François Bourassa - Président de la Fédération de l’UPA-Estrie
François Bourassa
Président de la Fédération de l’UPA-Estrie

Éditorial paru dans La terre de chez nous en région et dans le bulletin Solidarité agricole

Ça sent la rentrée et l’automne! J’espère que vous avez profité de la chaleur et du soleil. Pour plusieurs d’entre nous, orages, grêles et pluies abondantes sur de très courtes périodes ont causé leur part de problèmes, surtout autour de Coaticook. Si vous avez besoin de conseils ou de services lors de situations extraordinaires, contactez votre Union. Toutes les ressources sont mobilisées pour trouver des réponses à vos questions.

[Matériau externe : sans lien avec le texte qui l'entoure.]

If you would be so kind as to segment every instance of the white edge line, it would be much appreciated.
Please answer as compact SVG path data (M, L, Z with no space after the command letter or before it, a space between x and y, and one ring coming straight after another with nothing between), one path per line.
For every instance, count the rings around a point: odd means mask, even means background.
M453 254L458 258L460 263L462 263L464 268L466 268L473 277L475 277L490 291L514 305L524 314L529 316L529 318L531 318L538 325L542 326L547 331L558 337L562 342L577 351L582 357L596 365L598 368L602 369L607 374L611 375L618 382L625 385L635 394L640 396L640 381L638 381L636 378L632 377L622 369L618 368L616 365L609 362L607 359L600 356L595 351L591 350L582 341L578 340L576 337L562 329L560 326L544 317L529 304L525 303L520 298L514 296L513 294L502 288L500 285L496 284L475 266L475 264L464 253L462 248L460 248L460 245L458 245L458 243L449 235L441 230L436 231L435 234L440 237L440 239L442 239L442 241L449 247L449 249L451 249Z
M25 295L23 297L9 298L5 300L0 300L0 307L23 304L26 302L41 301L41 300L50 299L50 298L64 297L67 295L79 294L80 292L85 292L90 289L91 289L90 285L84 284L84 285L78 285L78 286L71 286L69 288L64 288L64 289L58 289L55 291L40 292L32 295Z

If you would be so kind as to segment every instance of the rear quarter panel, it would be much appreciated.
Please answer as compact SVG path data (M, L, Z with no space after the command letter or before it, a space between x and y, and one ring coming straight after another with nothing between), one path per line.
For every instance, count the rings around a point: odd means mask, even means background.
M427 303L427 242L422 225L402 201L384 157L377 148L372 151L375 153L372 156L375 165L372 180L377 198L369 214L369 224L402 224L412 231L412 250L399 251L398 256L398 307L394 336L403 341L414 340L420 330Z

L’été est une période de l’année où l’activité aux champs est grande, mais se fait plus tranquille en vie syndicale. Le blitz de négociations pour l’adoption du Partenariat transpacifique a quand même forcé la tenue de manifestations aux bureaux de députés conservateurs pour leur rappeler l’importance du maintien intégral de la gestion de l’offre. Les pays ne sont pas parvenus à une entente, mais ce n’est que partie remise.

Il faut maintenir la pression et continuer à informer les gens pour élargir nos appuis. Beaucoup d’informations erronées circulent et provoquent de bien mauvaises perceptions. Il est étonnant qu’on doive encore défendre ce système après l’échec du libre marché en France, en Allemagne et même en Nouvelle-Zélande où l’entreprise Fonterra vient de mettre à pied 600 employés. Les baisses de prix dues à la surproduction prouvent que l’exportation, surtout en agriculture nordique, n’est pas une solution.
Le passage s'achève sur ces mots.